The San Juan Island school board -- confronted by a distrustful crowd -- remained steadfast and united in voting without dissent Jan. 11 to accept the resignation of principal Gary Pfleuger.
Citing confidentiality laws, members of the school board declined to discuss the principal's performance or its reasons for accepting his resignation in that public forum.
The board's decision followed an outpouring of community support, much of which was emotionally charged, for a principal who's proven widely popular during a two-plus-year tenure at the helm of the elementary school.
Surrounded by a standing-only-room crowd, board members sat mostly silent as a legion of faculty, parents and various islanders, as well as several students, voiced appreciation for the job that Pfleuger has done and for the atmosphere he's helped to create, and appealed for answers for the schism that prompted his recent resignation.
Alexis Carter said she was "heartbroken, sick and shocked" to hear that Pfleuger would be leaving the school.
Pfleuger, who six days earlier handed in a letter of resignation, said in an interview with The Journal that he chose, in large part, to resign over a "difference of opinion" between the board and himself regarding the "instructional leadership" of the school. He reminded the audience that the decision to resign was his own, and asked that the decision be respected.
He will remain principal until the end of the school year.

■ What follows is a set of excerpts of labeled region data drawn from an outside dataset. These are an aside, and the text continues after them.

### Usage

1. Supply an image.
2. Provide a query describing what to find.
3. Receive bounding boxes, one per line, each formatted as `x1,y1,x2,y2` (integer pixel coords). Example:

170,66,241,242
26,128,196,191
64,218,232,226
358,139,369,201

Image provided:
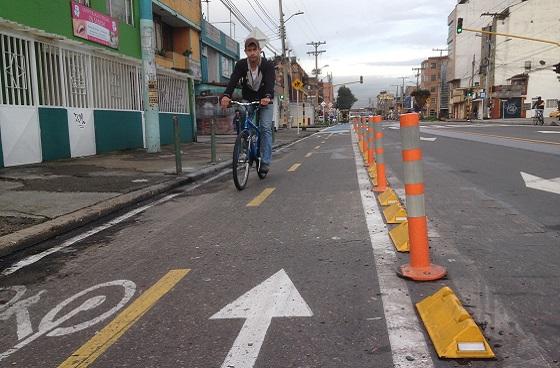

Hired in 2008, Pfleuger, a school administrator for 21 years and teacher for 10, was principal of Salmon Middle School in Salmon, Idaho, before joining San Juan Island School District. He succeeded Jodi Metzger, who took over the elementary school reigns in 2004.
Though hesitant to speak in front of a crowd, Sarah Galt said she felt compelled to broadcast her concerns.
"I'm feeling extremely stressed out if you think you'll find someone better than Gary," Galt said. "Our kids will be at a loss without him."
Others encouraged the board to reject Pfleuger's resignation.
"This would be a mistake," Patricia Gislason said. "Can't we rethink this?"
Elementary student Brian Fleming, a 5th-grader, was mostly confused and angry.
"I have no idea why you're doing this and it's making me very mad," Brian told the board.
School board President David McCauley acknowledged the "disappointment" and "disillusionment" that many may have over Pfleuger's pending departure and the process that led to it. He said it will be incumbent on the board to maintain or win back the community's "trust" in the process of searching for a new principal.
McCauley added the process of finding a replacement will be as transparent and as "inclusive" as of those in the past, and that the district will strive to make that upcoming process even "more visible" -- through the use perhaps of social media as well as e-mail updates -- because of the discord.
Details of the upcoming search are expected to be discussed by the board at its Jan. 26 meeting.
Still, some contend the that priorities the board may have for the leadership of the school may be at odds with those of the community and of the faculty.
"My concern is about the future," Michael Biggers of the elementary school said. "It's quite evident with what's happened that what you think is most important is not what we think is most important, and there it is."